O sistema de companheiros não é apenas cosmético. Ele funciona como uma alternativa interessante ao tradicional sistema de invocações do gênero, alterando a dinâmica de risco e recompensa. Em algumas situações, o aliado pode até te salvar da morte, oferecendo uma segunda chance.

Há também uma escolha interessante: jogar acompanhado ou optar por ficar solo em troca de buffs específicos. Isso muda completamente o ritmo das lutas contra chefes e ajuda a acomodar tanto quem busca um desafio mais puro quanto quem prefere uma experiência mais acessível.

Performance no PC: a “melhor forma” de jogar (por exclusão)

As versões de console sofreram críticas por desempenho instável, especialmente em áreas abertas, com quedas de framerate e stuttering frequente.

No PC, isso não significa perfeição, mas ele acaba se tornando a opção mais segura. Ajustes gráficos e hardware mais robusto ajudam a contornar boa parte dos problemas. Ainda assim, o jogo claramente precisa de mais polimento técnico, mesmo quando suas ideias de design funcionam.

Veredito: um “quase lá” que vale muito no PC

No PC, Code Vein 2 é aquele tipo de jogo que você recomenda com um sorriso — e um asterisco. Ele melhora pilares importantes, entrega uma fantasia anime-soulslike mais confiante e oferece ótimos momentos de exploração e combate.

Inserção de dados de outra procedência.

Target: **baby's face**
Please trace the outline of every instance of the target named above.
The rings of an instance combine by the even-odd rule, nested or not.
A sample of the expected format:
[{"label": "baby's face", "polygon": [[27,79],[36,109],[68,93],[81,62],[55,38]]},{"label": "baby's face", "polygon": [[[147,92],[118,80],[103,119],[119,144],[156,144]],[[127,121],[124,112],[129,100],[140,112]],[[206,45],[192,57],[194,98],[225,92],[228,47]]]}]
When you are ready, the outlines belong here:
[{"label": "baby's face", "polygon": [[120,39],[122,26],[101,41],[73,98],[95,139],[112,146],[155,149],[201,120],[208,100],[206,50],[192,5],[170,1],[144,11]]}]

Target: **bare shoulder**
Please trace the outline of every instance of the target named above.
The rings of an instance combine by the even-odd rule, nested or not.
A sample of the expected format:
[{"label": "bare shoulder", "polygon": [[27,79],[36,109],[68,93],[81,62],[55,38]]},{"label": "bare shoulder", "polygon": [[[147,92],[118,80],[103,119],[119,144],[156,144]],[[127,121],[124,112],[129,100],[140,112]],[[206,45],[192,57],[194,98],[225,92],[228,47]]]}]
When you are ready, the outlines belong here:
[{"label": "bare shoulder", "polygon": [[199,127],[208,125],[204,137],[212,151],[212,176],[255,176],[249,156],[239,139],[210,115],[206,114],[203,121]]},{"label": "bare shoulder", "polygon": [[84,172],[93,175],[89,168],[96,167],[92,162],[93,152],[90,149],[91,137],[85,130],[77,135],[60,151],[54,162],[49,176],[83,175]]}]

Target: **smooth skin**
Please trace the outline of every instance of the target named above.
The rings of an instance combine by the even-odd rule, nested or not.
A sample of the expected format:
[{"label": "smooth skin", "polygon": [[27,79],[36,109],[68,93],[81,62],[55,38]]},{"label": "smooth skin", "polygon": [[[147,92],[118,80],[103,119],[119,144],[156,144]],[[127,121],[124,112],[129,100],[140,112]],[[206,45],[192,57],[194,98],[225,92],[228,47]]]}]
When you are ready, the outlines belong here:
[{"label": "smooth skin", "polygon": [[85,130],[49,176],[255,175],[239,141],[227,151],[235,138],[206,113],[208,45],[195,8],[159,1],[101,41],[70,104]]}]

Por outro lado, ainda sofre com repetição de inimigos e chefes, ritmo prejudicado por excesso de exposição e, em certas lutas, a sensação frustrante de apanhar mais por falta de clareza do que por erro próprio.

Se você gostou do primeiro jogo, curte experimentar builds e procura um soulslike menos punitivo e mais “JRPG na veia”, o PC é, sem dúvida, o melhor palco para essa sequência. Só não espere um novo rei do gênero. Code Vein 2 continua sendo, acima de tudo, um jogo estiloso, cheio de boas ideias… que ainda busca sua forma definitiva.